Porque Stone Junction no es un simple divertimento escrito en clave lisérgica y ocultista. En realidad es un puñetazo feroz asestado en la mandíbula de la sociedad de su país…
Volta, una suerte de guía espiritual anclado entre la sicodelia, el budismo zen y los residuos de la sociedad posindustrial, ha sido elegido por la sociedad secreta conocida como AMO para iniciar a Daniel Pearse en el arte de volverse invisible.
El propósito es robar el Diamante apenas entrevisto en sueños y encriptado en lo profundo de una montaña custodiada por los cuerpos de élite del gobierno de los Estados Unidos de América. El muchacho nació en 1966 y su madre Annalee, habituada a cambiar de compañero de cama entre una noche y otra, no puede darle la menor pista acerca de quién es su padre.
De entrada asistimos pues a la clásica pregunta por la identidad personal.
Los métodos utilizados para alcanzar la invisibilidad son tan diversos como peligrosos: la exposición a fieras sangrientas en bosques solitarios, las armas de fuego, milenarios ritos chamánicos, sustracción de Plutonio de un laboratorio y explosivos cócteles de LSD , entre otros productos de un amplio catálogo.
Esas son las puntas de la madeja de Stone Junction, la novela de Jim Dodge, traducida al español con el subtítulo de Una epopeya alquímica.

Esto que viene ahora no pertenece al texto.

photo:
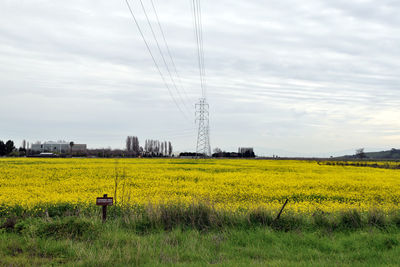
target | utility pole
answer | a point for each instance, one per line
(203, 134)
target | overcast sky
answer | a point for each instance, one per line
(314, 77)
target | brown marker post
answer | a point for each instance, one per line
(104, 201)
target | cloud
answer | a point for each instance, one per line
(313, 77)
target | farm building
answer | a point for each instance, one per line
(60, 147)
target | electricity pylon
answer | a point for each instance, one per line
(203, 134)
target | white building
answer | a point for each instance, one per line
(60, 147)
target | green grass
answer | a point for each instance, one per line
(196, 235)
(113, 244)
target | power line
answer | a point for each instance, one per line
(168, 50)
(162, 55)
(154, 60)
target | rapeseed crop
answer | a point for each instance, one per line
(222, 184)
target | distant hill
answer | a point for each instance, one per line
(393, 154)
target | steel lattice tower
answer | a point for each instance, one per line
(203, 134)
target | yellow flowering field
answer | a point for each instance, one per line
(225, 184)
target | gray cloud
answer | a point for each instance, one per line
(313, 77)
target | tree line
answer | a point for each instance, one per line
(151, 147)
(6, 148)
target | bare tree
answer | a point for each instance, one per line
(128, 143)
(169, 149)
(360, 153)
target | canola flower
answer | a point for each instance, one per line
(225, 184)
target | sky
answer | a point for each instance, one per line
(289, 78)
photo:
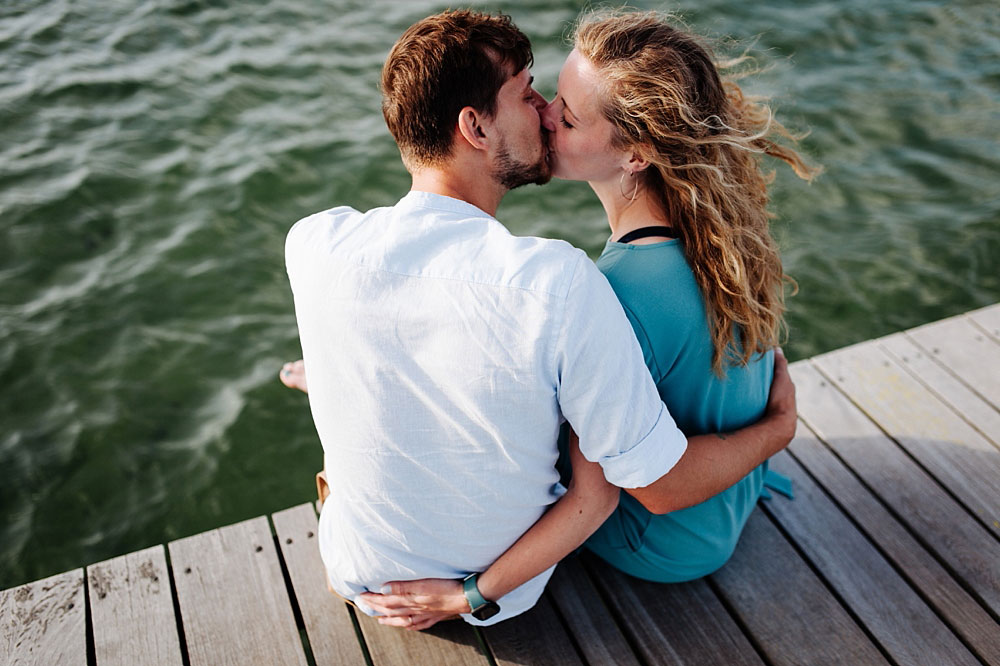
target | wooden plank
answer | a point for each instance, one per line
(968, 352)
(132, 610)
(907, 628)
(590, 622)
(44, 622)
(914, 497)
(326, 616)
(448, 643)
(534, 637)
(945, 444)
(988, 319)
(683, 623)
(232, 597)
(792, 616)
(956, 607)
(980, 414)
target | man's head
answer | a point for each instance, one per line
(463, 60)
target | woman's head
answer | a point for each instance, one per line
(694, 142)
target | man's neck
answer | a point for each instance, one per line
(471, 185)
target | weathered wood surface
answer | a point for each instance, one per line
(808, 625)
(913, 496)
(673, 624)
(450, 642)
(590, 622)
(44, 622)
(890, 553)
(939, 439)
(535, 637)
(232, 597)
(977, 412)
(893, 539)
(327, 618)
(967, 350)
(988, 319)
(908, 629)
(132, 610)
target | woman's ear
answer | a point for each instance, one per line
(637, 162)
(470, 126)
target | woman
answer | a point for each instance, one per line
(672, 152)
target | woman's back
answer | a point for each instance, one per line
(661, 298)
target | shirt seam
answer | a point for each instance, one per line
(560, 318)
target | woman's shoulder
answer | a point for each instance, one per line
(653, 277)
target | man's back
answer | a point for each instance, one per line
(430, 334)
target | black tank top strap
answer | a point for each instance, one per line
(648, 232)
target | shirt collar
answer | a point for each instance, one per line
(419, 199)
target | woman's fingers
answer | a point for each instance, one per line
(389, 605)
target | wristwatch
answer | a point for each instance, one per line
(481, 608)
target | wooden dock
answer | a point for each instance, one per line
(890, 553)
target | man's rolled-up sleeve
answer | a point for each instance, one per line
(605, 390)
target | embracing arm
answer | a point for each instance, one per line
(713, 463)
(567, 524)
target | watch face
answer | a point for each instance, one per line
(486, 611)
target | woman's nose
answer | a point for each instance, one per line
(548, 117)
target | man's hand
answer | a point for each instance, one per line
(781, 409)
(418, 604)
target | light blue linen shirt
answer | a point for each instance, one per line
(442, 355)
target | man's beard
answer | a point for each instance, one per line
(511, 173)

Cuando uno tira de alguna de esas puntas, se despliega ante su mirada la vasta amalgama de los antiguos viajes iniciáticos que son a la vez los del descubrimiento del mundo y por lo tanto de los más recónditos pliegues del propio ser.
Allí encontramos entonces la dolorosa partida de casa, las pruebas tortuosas, el descenso a las tinieblas, los combates con los guardianes del Gran Secreto, que en este caso son las huestes infernales de la CIA, los avistamientos de la locura y el regreso ascendente hacia la lucidez y el conocimiento.

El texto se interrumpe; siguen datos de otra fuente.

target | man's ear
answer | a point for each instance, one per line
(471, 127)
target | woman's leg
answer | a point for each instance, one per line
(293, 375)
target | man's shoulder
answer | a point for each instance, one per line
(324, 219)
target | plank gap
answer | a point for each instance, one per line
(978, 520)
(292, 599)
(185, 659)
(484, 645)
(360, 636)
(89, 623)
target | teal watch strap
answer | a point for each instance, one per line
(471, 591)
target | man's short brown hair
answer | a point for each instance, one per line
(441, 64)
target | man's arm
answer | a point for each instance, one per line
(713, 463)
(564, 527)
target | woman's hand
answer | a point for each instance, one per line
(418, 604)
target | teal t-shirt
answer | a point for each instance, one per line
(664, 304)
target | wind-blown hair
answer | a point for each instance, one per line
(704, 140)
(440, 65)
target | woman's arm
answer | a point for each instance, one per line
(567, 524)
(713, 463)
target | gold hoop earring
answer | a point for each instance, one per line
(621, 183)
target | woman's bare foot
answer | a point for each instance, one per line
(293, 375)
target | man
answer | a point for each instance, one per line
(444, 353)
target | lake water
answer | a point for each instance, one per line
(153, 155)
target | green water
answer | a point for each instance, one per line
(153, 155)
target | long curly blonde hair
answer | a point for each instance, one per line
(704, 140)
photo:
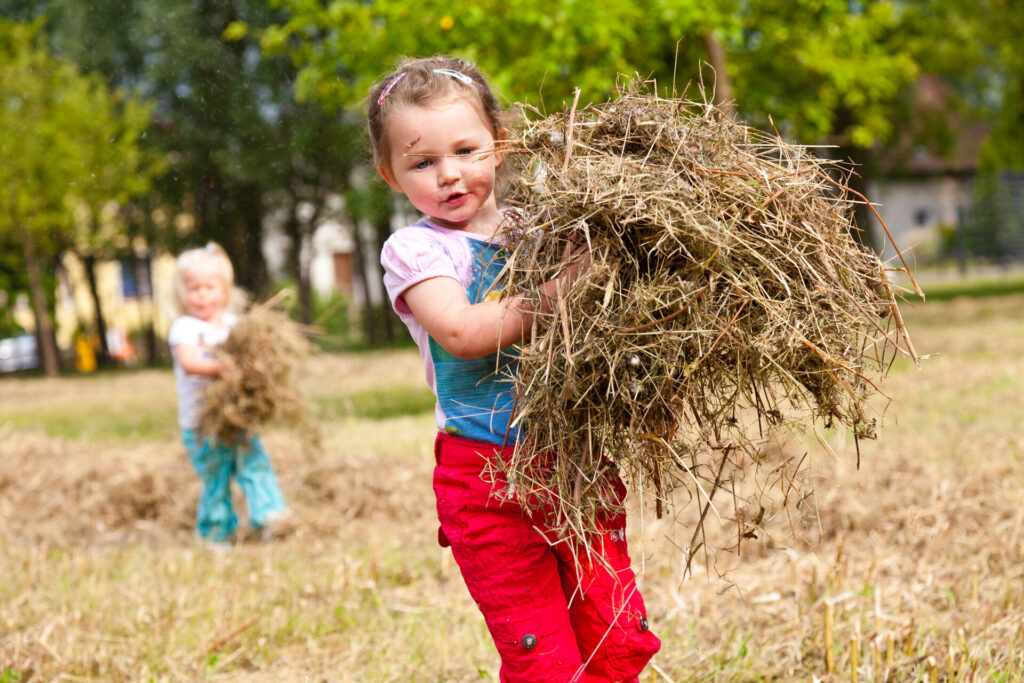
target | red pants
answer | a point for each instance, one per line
(553, 615)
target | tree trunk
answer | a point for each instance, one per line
(723, 86)
(359, 270)
(298, 262)
(89, 263)
(44, 325)
(382, 229)
(143, 274)
(252, 269)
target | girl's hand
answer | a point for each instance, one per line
(578, 256)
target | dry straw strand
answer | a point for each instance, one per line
(263, 351)
(726, 296)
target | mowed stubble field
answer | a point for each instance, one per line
(911, 568)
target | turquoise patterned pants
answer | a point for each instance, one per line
(216, 464)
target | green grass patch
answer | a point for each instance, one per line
(99, 424)
(381, 403)
(971, 288)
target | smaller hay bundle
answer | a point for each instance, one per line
(725, 296)
(264, 349)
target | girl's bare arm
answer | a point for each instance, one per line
(194, 364)
(471, 331)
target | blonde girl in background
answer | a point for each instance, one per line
(554, 613)
(203, 287)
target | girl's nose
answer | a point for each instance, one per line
(448, 171)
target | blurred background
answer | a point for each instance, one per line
(130, 130)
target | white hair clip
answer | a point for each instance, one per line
(387, 88)
(457, 75)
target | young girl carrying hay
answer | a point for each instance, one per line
(203, 283)
(556, 611)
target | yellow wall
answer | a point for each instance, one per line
(128, 315)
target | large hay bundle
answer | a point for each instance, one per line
(725, 296)
(264, 350)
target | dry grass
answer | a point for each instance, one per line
(725, 299)
(263, 353)
(923, 547)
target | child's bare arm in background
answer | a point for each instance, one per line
(194, 364)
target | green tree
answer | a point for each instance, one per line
(824, 70)
(71, 142)
(242, 147)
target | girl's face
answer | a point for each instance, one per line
(206, 293)
(443, 159)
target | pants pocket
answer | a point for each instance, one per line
(535, 645)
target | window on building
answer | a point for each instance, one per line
(136, 280)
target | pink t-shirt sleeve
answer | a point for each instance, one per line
(410, 256)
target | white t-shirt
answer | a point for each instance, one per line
(203, 335)
(474, 396)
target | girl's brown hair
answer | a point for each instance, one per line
(423, 82)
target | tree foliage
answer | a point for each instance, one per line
(69, 140)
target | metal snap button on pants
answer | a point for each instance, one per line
(553, 615)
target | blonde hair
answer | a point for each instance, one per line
(211, 256)
(423, 82)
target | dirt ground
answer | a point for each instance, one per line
(909, 568)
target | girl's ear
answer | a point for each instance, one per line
(388, 179)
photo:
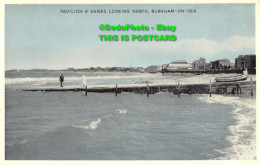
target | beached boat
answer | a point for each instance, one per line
(232, 78)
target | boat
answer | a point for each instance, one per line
(232, 78)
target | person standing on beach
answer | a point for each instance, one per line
(61, 80)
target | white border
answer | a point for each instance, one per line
(2, 80)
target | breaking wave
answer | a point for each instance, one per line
(121, 111)
(243, 133)
(92, 125)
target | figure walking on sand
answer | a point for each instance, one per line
(61, 80)
(84, 81)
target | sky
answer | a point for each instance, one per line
(41, 37)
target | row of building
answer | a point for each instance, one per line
(241, 62)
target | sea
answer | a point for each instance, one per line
(102, 126)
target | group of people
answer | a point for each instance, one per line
(84, 81)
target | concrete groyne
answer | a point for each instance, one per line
(214, 88)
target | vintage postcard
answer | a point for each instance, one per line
(118, 81)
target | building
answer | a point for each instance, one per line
(181, 64)
(245, 61)
(154, 68)
(220, 64)
(199, 64)
(181, 67)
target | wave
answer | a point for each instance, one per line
(92, 125)
(243, 133)
(121, 111)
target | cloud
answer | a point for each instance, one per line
(151, 53)
(207, 48)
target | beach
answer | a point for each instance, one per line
(102, 126)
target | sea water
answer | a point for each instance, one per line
(102, 126)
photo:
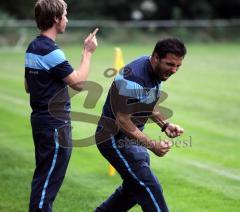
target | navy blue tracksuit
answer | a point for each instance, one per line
(45, 69)
(134, 91)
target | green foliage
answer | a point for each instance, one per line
(204, 96)
(122, 9)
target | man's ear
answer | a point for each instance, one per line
(156, 57)
(56, 20)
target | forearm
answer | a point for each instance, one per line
(83, 69)
(26, 86)
(158, 118)
(130, 129)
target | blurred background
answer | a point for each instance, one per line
(202, 172)
(122, 20)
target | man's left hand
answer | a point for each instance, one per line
(173, 130)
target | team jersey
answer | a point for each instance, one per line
(135, 90)
(45, 68)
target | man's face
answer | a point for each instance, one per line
(167, 66)
(61, 25)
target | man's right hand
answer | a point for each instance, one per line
(160, 148)
(90, 43)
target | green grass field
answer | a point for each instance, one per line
(204, 96)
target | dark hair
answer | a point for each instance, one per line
(170, 45)
(46, 11)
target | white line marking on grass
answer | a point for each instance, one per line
(212, 169)
(13, 100)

“No se trata de atravesar el río, sino de conseguir que el río lo atraviese a uno”, reza de una de las muchas sentencias que sostienen esta novela de quinientas treinta y siete páginas, que no por casualidad está precedida de un prólogo de Thomas Pynchon, ese viejo experto en incursiones al mundo desquiciado que es en últimas la auténtica cara del sueño americano.
Porque Stone Junction no es un simple divertimento escrito en clave lisérgica y ocultista. En realidad es un puñetazo feroz asestado en la mandíbula de la sociedad de su país, fundada en falacias como la defensa de la democracia y las oportunidades para todos, superstición que se desploma cuando una mente atenta empieza a formular preguntas incómodas.

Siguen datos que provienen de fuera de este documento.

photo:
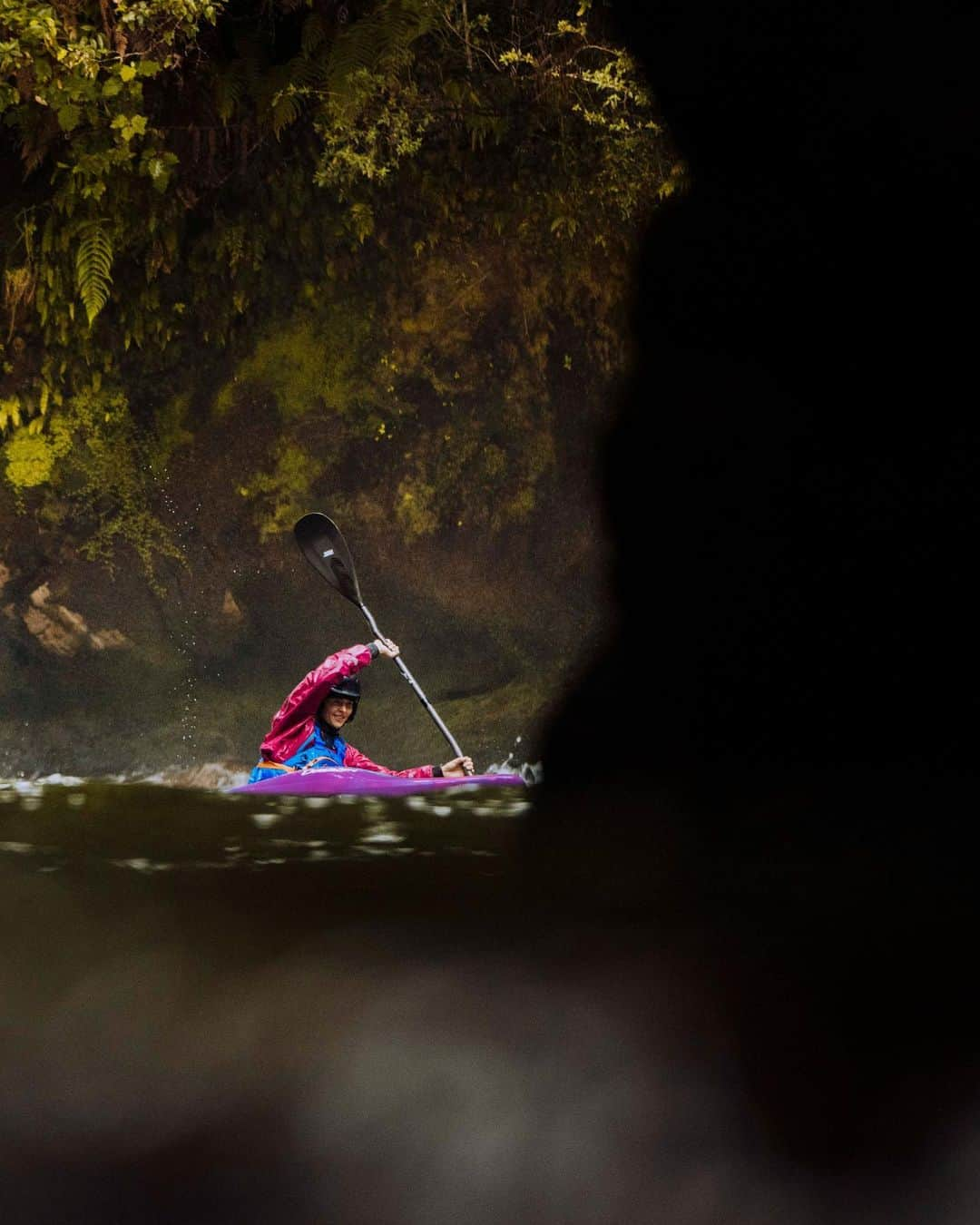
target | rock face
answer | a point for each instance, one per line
(64, 632)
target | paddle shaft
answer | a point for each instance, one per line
(414, 685)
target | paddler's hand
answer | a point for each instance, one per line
(458, 767)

Para probar lo anterior basta la reflexión de uno de los protagonistas: “Un gobierno nacional ya es bastante malo; pero esta administración es la mayor colección de canallas y subnormales de la historia reciente, y tal vez de toda la historia”. La invectiva puede estar dirigida contra Richard Nixon, Bill Clinton o Barack Obama. Al final da lo mismo.
En el universo forjado por Dodge, los caminos del conocimiento personal conducen así a la claridad política, en una sociedad invadida hasta los huesos por el evangelio del capitalismo. “No se trata de poseer el Diamante sino de verlo: allí radica la diferencia entre la codicia y la sabiduría”, nos dice el narrador en una de las fases de su viaje al fondo del misterio.
Es allí donde cobran dimensión esos dos símbolos tan caros a la filosofía, el mito, la literatura, el rito y las teogonías: el espejo y la alquimia. En el fondo de azogue del primero nos buscamos y en el matraz de la segunda intentamos transmutarnos. Búsqueda y transformación son los catalizadores de esta historia que nos empuja a través de aguas turbulentas hacia una orilla en la que no hay respuestas: solo un montón de preguntas para reiniciar el tránsito, como corresponde a todo camino de conocimiento digno de ese nombre.
“Si lo imposible tuviese sentido, no sería imposible”, le espeta Volta a Daniel en momentos de duda y desaliento. Acto seguido lo inmoviliza con doble estocada:
“Hemos nacido para sorprendernos. Cuando necesitas tener esperanzas, tienes motivos para preocuparte”.
Al final, casi sin aliento, asistimos como testigos necesarios a un diálogo entre los protagonistas, que bien podría ser el comienzo de otra historia. “Yo no creo en fantasmas” le dice Daniel Pearse, desafiante, a su guía Volta. Este le replica entonces, sereno y lapidario: “Eso no me lo digas a mí: díselo a tu fantasma”.